- Review by Eoin O'Donnell
American Animals is a film that, in a lot of ways, defies description, genre or convention. It deftly weaves comedy, drama and documentary into a package that is somehow coherent and thoroughly enjoyable. Whatever simplistic crime caper you might expect from the film, writer/director Bart Layton implores you to look past it to find a much richer, funnier and more thoughtful picture.
Evan Peters and Barry Keoghan star as the film’s dual protagonists, along with their characters’ real-life counterparts serving as the unreliable narrators that recount the story of their outrageous heist. Peters turns in an unpredictable, enticing performance in the vein of his more deranged characters from American Horror Story, and Dublin’s own Barry Keoghan continues what seems to be a hot streak of compelling emotional performances after last year’s Dunkirk and Killing of a Sacred Deer. Rounding out the cast are Blake Jenner, Jared Abrahamson and Ann Dowd, all of whom turn in exceptional performances, alongside their real-life counterparts in documentary-style inserts which are often comedic but also surprisingly powerful.
The chemistry between Keoghan, Peters and their co-stars feels completely natural and it’s a pleasure to watch unfold.

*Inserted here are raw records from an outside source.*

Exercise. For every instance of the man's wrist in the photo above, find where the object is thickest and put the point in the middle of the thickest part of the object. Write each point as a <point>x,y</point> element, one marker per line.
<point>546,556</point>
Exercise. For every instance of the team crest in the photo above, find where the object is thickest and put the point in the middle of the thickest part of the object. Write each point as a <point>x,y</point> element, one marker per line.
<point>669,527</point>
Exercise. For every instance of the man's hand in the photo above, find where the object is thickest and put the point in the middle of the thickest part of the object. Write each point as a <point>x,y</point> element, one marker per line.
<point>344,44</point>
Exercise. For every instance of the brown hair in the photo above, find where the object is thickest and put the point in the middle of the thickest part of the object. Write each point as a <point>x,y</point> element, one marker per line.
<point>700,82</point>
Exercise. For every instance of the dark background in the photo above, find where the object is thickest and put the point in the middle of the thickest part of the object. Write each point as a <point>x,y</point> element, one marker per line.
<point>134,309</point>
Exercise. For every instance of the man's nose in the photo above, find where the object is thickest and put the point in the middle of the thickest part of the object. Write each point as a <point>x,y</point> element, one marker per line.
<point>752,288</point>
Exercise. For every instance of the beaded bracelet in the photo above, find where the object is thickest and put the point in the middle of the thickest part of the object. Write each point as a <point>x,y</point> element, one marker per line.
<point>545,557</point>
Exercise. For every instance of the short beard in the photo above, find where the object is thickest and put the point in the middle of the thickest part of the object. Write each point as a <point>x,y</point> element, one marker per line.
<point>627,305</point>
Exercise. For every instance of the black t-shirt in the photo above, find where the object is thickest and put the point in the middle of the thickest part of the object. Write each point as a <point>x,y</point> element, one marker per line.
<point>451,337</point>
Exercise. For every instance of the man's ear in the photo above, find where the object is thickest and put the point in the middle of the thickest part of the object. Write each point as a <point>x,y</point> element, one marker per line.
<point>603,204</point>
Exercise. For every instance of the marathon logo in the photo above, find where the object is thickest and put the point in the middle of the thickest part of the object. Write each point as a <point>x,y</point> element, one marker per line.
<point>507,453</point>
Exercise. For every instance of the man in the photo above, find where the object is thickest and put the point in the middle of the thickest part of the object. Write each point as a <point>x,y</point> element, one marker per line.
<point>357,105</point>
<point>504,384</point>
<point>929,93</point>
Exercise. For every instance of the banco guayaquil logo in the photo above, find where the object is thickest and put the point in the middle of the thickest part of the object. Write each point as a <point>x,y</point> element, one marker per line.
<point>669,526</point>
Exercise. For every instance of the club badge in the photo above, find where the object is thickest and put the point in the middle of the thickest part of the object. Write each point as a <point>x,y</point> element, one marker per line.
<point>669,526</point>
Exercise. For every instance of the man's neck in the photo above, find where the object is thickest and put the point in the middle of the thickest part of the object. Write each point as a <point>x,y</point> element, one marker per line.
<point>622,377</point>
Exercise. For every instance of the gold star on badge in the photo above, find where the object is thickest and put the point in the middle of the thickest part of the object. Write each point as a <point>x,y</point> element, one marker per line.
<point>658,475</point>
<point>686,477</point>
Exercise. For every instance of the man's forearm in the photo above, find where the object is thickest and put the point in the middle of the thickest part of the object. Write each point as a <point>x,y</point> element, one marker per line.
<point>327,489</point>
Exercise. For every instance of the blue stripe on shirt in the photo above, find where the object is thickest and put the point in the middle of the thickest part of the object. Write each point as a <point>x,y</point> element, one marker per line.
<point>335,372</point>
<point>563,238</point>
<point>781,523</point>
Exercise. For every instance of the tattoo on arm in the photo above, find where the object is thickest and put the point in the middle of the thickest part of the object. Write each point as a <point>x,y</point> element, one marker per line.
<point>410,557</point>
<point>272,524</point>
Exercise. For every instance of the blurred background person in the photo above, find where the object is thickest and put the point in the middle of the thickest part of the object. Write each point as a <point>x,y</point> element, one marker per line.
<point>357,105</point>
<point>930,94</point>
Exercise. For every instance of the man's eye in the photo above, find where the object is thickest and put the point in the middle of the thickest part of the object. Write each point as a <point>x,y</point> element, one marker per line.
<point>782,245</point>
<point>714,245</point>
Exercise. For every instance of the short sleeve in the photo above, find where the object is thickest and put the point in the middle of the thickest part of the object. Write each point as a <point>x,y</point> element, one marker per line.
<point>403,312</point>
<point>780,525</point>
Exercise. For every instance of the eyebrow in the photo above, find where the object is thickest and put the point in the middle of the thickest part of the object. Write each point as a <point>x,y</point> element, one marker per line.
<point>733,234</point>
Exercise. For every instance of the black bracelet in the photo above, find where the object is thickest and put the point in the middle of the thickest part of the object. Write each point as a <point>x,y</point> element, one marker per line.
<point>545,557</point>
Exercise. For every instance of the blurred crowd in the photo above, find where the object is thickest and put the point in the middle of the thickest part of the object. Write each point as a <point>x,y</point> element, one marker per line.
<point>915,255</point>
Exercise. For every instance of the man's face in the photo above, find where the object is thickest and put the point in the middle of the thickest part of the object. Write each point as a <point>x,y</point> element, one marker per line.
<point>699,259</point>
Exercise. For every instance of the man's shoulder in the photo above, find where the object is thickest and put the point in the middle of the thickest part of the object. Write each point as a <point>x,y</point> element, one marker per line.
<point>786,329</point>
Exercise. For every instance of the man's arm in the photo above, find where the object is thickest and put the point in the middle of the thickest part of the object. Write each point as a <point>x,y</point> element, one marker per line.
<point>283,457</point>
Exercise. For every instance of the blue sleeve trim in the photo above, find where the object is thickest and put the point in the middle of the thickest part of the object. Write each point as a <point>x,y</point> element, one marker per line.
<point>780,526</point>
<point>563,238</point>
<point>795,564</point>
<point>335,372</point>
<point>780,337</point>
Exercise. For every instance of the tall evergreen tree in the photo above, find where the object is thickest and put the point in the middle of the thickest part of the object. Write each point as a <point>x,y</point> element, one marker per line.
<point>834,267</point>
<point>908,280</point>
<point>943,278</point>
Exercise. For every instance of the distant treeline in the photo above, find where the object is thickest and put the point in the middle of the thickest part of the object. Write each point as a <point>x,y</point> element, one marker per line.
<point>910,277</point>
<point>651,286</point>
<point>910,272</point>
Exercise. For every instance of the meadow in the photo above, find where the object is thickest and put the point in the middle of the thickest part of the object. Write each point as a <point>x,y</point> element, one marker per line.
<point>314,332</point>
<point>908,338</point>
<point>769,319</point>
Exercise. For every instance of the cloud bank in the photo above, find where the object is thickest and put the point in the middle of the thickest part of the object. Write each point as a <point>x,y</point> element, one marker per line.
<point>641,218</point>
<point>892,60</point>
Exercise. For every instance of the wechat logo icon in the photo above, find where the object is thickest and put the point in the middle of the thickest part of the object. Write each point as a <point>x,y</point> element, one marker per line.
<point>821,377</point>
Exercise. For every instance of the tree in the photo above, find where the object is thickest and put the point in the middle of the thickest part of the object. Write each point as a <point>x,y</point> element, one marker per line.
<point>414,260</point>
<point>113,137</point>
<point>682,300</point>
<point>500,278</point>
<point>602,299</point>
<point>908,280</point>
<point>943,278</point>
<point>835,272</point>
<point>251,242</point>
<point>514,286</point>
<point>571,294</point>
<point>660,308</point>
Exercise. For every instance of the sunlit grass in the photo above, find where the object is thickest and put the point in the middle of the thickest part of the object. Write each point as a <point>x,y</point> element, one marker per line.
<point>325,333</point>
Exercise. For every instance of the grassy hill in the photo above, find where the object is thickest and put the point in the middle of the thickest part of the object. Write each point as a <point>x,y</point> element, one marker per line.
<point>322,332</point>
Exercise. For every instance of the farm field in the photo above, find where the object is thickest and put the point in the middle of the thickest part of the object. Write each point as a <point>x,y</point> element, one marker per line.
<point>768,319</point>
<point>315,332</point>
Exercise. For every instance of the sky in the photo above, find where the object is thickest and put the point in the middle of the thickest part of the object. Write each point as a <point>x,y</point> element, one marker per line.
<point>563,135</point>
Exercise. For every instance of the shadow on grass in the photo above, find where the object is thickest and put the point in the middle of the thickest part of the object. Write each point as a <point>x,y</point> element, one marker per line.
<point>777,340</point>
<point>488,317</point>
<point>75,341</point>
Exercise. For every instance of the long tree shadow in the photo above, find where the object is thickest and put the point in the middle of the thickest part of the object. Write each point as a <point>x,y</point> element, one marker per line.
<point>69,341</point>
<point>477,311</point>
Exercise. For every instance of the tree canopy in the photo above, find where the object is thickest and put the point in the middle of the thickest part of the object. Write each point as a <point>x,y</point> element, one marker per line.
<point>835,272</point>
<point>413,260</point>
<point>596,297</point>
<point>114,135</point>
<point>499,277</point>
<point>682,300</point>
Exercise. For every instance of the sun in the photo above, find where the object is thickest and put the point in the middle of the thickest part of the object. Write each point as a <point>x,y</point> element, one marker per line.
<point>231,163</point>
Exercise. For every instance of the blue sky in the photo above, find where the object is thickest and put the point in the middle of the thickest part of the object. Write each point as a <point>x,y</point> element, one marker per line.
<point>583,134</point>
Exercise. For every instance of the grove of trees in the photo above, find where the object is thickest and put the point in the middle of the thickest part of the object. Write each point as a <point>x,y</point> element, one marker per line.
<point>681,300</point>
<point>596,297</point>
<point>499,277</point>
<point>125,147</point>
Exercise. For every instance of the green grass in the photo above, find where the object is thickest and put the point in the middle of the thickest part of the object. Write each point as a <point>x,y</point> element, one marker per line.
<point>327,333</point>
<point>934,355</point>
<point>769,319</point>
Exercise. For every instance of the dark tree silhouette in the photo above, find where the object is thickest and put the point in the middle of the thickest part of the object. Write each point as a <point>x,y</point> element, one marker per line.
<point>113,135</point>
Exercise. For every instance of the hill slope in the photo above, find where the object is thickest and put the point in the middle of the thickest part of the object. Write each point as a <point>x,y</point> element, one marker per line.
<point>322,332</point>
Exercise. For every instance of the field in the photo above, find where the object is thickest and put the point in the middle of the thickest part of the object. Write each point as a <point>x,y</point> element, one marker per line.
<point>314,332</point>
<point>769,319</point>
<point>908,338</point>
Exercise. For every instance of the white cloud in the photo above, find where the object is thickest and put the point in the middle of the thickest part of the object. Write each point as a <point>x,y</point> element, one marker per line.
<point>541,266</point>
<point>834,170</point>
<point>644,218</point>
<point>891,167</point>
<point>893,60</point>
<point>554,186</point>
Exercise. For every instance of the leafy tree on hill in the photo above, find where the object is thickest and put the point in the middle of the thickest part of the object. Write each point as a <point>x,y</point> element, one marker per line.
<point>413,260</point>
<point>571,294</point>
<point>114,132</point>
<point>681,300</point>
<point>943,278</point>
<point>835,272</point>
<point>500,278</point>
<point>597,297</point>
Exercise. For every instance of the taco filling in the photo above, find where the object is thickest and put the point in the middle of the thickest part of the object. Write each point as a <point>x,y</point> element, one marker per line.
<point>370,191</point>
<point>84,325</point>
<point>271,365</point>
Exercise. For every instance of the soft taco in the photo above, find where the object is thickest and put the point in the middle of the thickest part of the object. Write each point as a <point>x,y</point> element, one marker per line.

The group’s antics and interactions are more Breakfast Club than Ocean’s 11. The film manages to combine the unreal, far-fetched story beats of a heist film with the tone, look and feel of a coming-of-age drama. The teens, battling the boredom of college and struggling to find their place in the world, make for a set of unique, relatable protagonists with more to connect to than the garden-variety criminals that ordinarily fill out the heist film template.
The film, as well, is perfectly aware of this, drawing on and playing with the tropes of the genre, going as far as a montage of the main characters watching the ‘essentials’ of heist movies to prepare, and riffing on the codenames of Reservoir Dogs’ titular thieves. The film is lined with the soundscape of the sixties and seventies, the soundtrack packed to the brim with the classic songs of the same heist films that inspired so much of American Animals. The film does an excellent job of paying respect to the mainstays of crime cinema, whilst still injecting enough originality to create its very own flavour of heist film. Layton’s documentary-making experience is also put to remarkably good use, bringing the larger-than-life story down to earth with the words of the perpetrators themselves.
For those both familiar and unfamiliar with the details of the heist that makes up the narrative centrepiece of the film, Layton’s script continually toys with and subverts the audience’s expectations and preconceptions about the crime. The film takes a swift, yet natural turn from light-hearted caper to incredibly tense thriller, sharp comedic beats mix with intense, stressful stretches of pure tension. What should be a severe case of tonal whiplash somehow comes together in a coherent and satisfying way.
In a refreshing fusion of old and new, American Animals is a film that toys with your nostalgia and keeps you guessing to ultimately stand alone as its own accomplishment. Layton’s feature film debut comes together as an achievement maybe even more impressive than the heist that inspired it.